Il Messaggero, 11 luglio 2021
L’Europa che tifa Italia. Intervista a Dominique Moisi
Siamo tutti italiani sul prato di Wembley? «Sì» risponde senza esitare Dominique Moïsi. Il politologo francese, consigliere speciale dell’Ifri, l’Istituto per le relazioni internazionali, autore tra l’altro di Geopolitica delle emozioni (Garzanti), nonché appassionato di calcio, ha pochi dubbi: «Noi europei saremo tutti italiani nella finale contro l’Inghilterra».
Una partita non solo di calcio, tra l’Inghilterra della Brexit e l’Italia portabandiera dell’Europa?
«Ci sono tre chiavi di lettura per questa partita. La prima è strettamente calcistica e riguarda l’analisi del gioco, la seconda è puramente nazionale, con due nazioni che si fronteggiano, Italia contro Inghilterra, e infine la terza, che mi sembra la più importante e la più nuova: la sfida tra l’Europa di Draghi e l’Inghilterra di Boris Johnson».
Vuole dire che gli europei tiferanno più volentieri l’Italia di Mancini perché è anche quella di Draghi?
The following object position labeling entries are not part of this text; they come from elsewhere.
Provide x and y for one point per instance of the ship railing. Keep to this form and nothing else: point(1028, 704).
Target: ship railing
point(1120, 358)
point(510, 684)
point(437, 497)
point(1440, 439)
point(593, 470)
«Non sarebbe stato lo stesso con l’Italia di Berlusconi, o di Salvini, o anche di Enrico Letta, che pure è un grande europeista, ma meno conosciuto. La finale di Wembley è un match tra diversi simboli, come spesso accade con il calcio. L’Italia rappresenta il continente, l’ultimo ostacolo alla vittoria dell’Inghilterra post Brexit. Io amo il calcio e lo ammetto: a casa amiamo molto il calcio inglese, la sua tradizione, l’idea, in fondo vera che football is coming home. Ho visto diverse partite di questi europei con i miei figli, e ho sentito i tifosi britannici fischiare l’inno tedesco, poi quello danese. Fischieranno probabilmente anche quello italiano, e ci siamo detti: no, non possiamo sostenere l’Inghilterra. L’impatto della Brexit ha prodotto una nuova dimensione emotiva, e ora c’è un’incarnazione quasi caricaturale della sfida Johnson contro Draghi, il populista contro l’uomo che ha salvato più volte l’euro. Anche in Inghilterra è presente una dimensione emotiva che lega la storia tradizionale alla storia del calcio e che fa pensare agli inglesi: in Europa non eravamo del tutto noi stessi: siamo entrati in Europa nel ’72 e la nostra ultima vittoria risale al ’66, ora siamo usciti e torneremo a vincere. Questa argomentazione è ovviamente caricaturale e anche ingiusta visto che Southgate, l’allenatore dell’Inghilterra, è un pro-remain e ha anche scritto un interessante testo sui problemi del nazionalismo inglese. Se la sfida fosse semplicemente Southgate-Mancini le differenze sarebbero meno marcate, ma il livello politico è un altro».
Il significato non solo calcistico di Euro2020 è anche il ritorno del pubblico negli stadi?
«Io penso che questi Europei resteranno nella storia come la tregua miracolosa che conobbe l’Europa tra due fasi dominate dalla Pandemia, che purtroppo non credo sia ancora finita. Questo Euro2020, che ha offerto molte partite di bellissimo calcio, riafferma anche la centralità dell’Europa calcistica. Ma ormai lo sappiamo: le emozioni calcistiche, e in genere quelle sportive, sono molto intense, ma anche di breve durata. Basta pensare alla nazionale francese Bleu-Blanc-Beur (blu-bianca-araba ndr) campione del mondo nel ’98, che celebrava la Francia dell’integrazione: subito dopo ci fu la grande ondata del Front National».
Tra Francia e Italia i rapporti sono sempre un po’ diciamo passionali, e il calcio non fa certo eccezione. Questa volta anche i cugini tifano Italia senza se e senza mais?
«Anche in Francia vogliamo tutti che l’Inghilterra sia sconfitta. Immaginate solo i pescatori bretoni: saranno i primi tifosi italiani Sono gli Europei di calcio più politici cui abbiamo assistito da tanto tempo».